N° RG 21/03988 - N° Portalis DBV2-V-B7F-I45Y
COUR D'APPEL DE ROUEN
1ERE CHAMBRE CIVILE
ARRET DU 15 MARS 2023
DÉCISION DÉFÉRÉE :
20/02640
Tribunal judiciaire de Rouen du 13 septembre 2021
APPELANTE :
S.A.R.L. BC AUTOMOBILES
69 bis rue de Cantinier
36330 LE POINCONNET
représentée et assistée par Me Marie-Pierre NOUAUD de la SCP BONIFACE DAKIN & ASSOCIES, avocat au barreau de Rouen plaidant par Me Karine MAUREY-THOUOT,
INTIMEE :
MATMUT
66 rue de Sotteville
76100 ROUEN
représentée et assistée par Me Marc ABSIRE de la SELARL DAMC, avocat au barreau de ROUEN plaidant par Me Adrien LAHAYE,
COMPOSITION DE LA COUR :
En application des dispositions de l’article 805 du code de procédure civile, l’affaire a été plaidée et débattue à l’audience du 9 janvier 2023 sans opposition des avocats devant M. Jean-François MELLET, conseiller, rapporteur,
Le magistrat rapporteur a rendu compte des plaidoiries dans le délibéré de la cour composée de :
Mme Edwige WITTRANT, présidente de chambre
M. Jean-François MELLET, conseiller
Mme Magali DEGUETTE, conseillère
GREFFIER LORS DES DEBATS :
Mme Delphine VESPIER,
DEBATS :
A l’audience publique du 9 janvier 2023, où l’affaire a été mise en délibéré au 15 mars 2023
ARRET :
CONTRADICTOIRE
Prononcé publiquement le 15 mars 2023, par mise à disposition de l’arrêt au greffe de la cour, les parties en ayant été préalablement avisées dans les conditions prévues au deuxième alinéa de l’article 450 du code de procédure civile,
signé par Mme WITTRANT, présidente et par Mme CHEVALIER, greffier présent lors de la mise à disposition.
* * *
EXPOSE DES FAITS ET DE LA PROCEDURE
Par acte d’huissier du 24 juillet 2019, la Sarl BC Automobiles, exploitant un garage non agréé par la Matmut, a fait assigner cette dernière devant le tribunal judiciaire de Chateauroux aux fins d’obtenir sa condamnation à lui payer la somme de 8 177,50 euros, en règlement de créances nanties, correspondant à plusieurs factures de réparation émises au nom d’assurés de cette mutuelle.

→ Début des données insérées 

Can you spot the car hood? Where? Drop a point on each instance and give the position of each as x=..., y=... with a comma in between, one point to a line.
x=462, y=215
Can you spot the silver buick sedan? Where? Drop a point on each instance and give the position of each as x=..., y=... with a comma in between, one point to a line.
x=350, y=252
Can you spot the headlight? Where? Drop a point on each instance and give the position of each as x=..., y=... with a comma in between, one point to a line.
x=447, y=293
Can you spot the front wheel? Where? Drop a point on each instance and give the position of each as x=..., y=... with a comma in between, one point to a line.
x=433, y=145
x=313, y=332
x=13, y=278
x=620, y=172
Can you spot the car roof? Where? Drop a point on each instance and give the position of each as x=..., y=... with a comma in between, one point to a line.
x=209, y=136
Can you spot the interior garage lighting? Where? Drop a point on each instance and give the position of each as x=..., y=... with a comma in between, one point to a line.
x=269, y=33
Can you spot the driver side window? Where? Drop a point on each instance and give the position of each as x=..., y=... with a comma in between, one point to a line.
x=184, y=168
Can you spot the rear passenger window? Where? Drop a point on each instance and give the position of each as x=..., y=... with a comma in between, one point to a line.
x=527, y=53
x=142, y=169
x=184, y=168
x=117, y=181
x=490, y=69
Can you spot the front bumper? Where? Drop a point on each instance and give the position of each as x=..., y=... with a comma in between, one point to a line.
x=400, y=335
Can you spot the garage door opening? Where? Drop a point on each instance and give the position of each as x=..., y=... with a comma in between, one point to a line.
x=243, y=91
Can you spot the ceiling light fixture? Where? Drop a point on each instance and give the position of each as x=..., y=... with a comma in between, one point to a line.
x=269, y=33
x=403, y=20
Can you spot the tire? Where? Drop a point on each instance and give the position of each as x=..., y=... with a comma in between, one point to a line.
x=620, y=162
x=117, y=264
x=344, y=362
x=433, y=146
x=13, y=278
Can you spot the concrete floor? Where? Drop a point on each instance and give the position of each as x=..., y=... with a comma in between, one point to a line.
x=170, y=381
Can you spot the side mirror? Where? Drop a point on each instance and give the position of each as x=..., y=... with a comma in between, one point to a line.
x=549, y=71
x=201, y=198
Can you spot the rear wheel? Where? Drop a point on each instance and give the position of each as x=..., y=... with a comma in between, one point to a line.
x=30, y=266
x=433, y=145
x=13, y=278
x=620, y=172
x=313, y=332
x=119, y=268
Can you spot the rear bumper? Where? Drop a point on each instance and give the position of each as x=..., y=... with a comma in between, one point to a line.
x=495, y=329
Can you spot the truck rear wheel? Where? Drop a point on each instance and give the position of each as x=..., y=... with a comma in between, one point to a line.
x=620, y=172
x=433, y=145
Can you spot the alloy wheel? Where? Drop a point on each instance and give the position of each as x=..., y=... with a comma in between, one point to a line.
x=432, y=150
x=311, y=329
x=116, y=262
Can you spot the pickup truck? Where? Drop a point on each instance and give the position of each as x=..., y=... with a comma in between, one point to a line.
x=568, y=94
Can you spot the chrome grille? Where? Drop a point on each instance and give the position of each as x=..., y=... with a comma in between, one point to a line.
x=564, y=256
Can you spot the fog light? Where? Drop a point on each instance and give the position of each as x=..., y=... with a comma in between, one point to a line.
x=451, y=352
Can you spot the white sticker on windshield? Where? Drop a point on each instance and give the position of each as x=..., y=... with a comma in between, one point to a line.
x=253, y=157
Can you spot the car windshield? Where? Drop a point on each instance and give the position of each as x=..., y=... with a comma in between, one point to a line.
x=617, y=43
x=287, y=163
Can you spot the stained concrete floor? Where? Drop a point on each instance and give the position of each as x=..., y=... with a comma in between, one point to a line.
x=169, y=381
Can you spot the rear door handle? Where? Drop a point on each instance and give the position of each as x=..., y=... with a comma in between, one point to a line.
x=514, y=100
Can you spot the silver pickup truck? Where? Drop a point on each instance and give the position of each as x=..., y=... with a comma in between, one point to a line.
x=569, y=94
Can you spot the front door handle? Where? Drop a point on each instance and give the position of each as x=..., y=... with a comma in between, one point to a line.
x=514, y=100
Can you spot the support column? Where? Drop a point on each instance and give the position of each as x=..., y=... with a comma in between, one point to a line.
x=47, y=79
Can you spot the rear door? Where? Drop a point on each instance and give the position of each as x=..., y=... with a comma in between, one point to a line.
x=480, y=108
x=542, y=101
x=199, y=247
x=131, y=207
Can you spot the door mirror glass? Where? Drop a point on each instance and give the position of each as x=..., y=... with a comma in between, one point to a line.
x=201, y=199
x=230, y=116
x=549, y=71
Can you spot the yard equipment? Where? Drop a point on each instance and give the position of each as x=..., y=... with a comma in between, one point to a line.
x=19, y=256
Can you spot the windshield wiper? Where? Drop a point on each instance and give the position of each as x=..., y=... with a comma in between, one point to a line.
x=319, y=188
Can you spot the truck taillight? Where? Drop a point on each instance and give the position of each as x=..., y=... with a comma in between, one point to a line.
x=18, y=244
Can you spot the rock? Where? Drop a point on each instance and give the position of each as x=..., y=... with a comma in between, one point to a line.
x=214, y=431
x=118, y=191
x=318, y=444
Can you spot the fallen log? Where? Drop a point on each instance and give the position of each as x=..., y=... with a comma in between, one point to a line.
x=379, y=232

Par jugement du 29 mai 2020, le tribunal judiciaire de Chateauroux s’est déclaré incompétent au profit du tribunal judiciaire de Rouen.
Par jugement du 13 septembre 2021, le tribunal judiciaire de Rouen a débouté la Sarl BC automobiles et l’a condamnée aux dépens outre une somme de 1 500 euros au titre des frais irrépétibles.
Par déclaration reçue au greffe le 15 octobre 2021, la Sarl BC Automobiles a interjeté appel de la décision.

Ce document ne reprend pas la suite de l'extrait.